MoGU V2: Toward a Higher Pareto Frontier Between Model Usability and Security
Yanrui Du 1, Fenglei Fan 2, Sendong Zhao 1, Jiawei Cao 1, Ting Liu 1, Bing Qin 1
Published on arXiv
2509.06807
Transfer Learning Attack
OWASP ML Top 10 — ML07
Prompt Injection
OWASP LLM Top 10 — LLM01
Key Finding
MoGU_v2 advances the Pareto frontier between LLM usability and security across diverse LLM families, including mainstream, on-device, and reasoning models, while recovering safety degraded by instruction fine-tuning via a simple data-mix strategy.
MoGU_v2
Novel technique introduced
As Large Language Models (LLMs) increasingly permeate human life, their security has emerged as a critical concern, particularly their ability to maintain harmless responses to malicious instructions. Although extensive methods have improved LLMs' security, they often lead to conservative, rejection-oriented responses that compromise practical usability. This presents a key challenge: how to advance the Pareto frontier between LLMs' usability and security, rather than necessitate a trade-off between them. To address this, we propose the MoGU framework, in which the intra-layer router dynamically allocates weights by sensing hidden states, thereby balancing the contributions of security-optimized and usability-optimized variants. Despite its initial potential, the MoGU framework faces limitations such as parameter redundancy and performance bottlenecks. To overcome these, we further propose an improved MoGU_v2 framework that establishes a tighter coupling between the routers and hidden states.

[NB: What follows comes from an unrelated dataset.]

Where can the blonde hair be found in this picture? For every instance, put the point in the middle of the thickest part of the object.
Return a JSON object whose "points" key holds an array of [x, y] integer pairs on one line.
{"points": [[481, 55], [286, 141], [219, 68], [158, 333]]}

In MoGU_v2, routers are embedded only in layers encoding highly classifiable security features, and backbone modules are activated during router optimization to enable bidirectional adaptation. MoGU_V2 exhibits strong adaptability and stable improvements across various series of LLMs, including mainstream LLMs serving as brains in various applications, on-device LLMs optimized for resource-constrained scenarios, and reasoning LLMs tailored for user interpretability. Meanwhile, even facing risks introduced by Instruction Fine-tuning, MoGU_v2 can easily restore security without compromising the task performance gains via a simple data-mix strategy. These comprehensive improvements highlight MoGU_V2 as a robust and versatile solution for mitigating security risks in real-world applications.
Key Contributions
- MoGU_v2 framework embedding routers only in layers with highly classifiable security features, reducing parameter redundancy compared to original MoGU
- Bidirectional adaptation mechanism that activates backbone modules during router optimization to tighten coupling between routers and hidden states
- Data-mix strategy that restores safety after Instruction Fine-tuning without sacrificing task performance gains, applicable across mainstream, on-device, and reasoning LLMs
🛡️ Threat Analysis
The paper explicitly addresses security risks introduced by Instruction Fine-tuning (IFT), where fine-tuning on task data erodes safety alignment, and proposes a data-mix strategy to restore security — directly targeting the transfer learning attack vector where fine-tuning undermines embedded safety.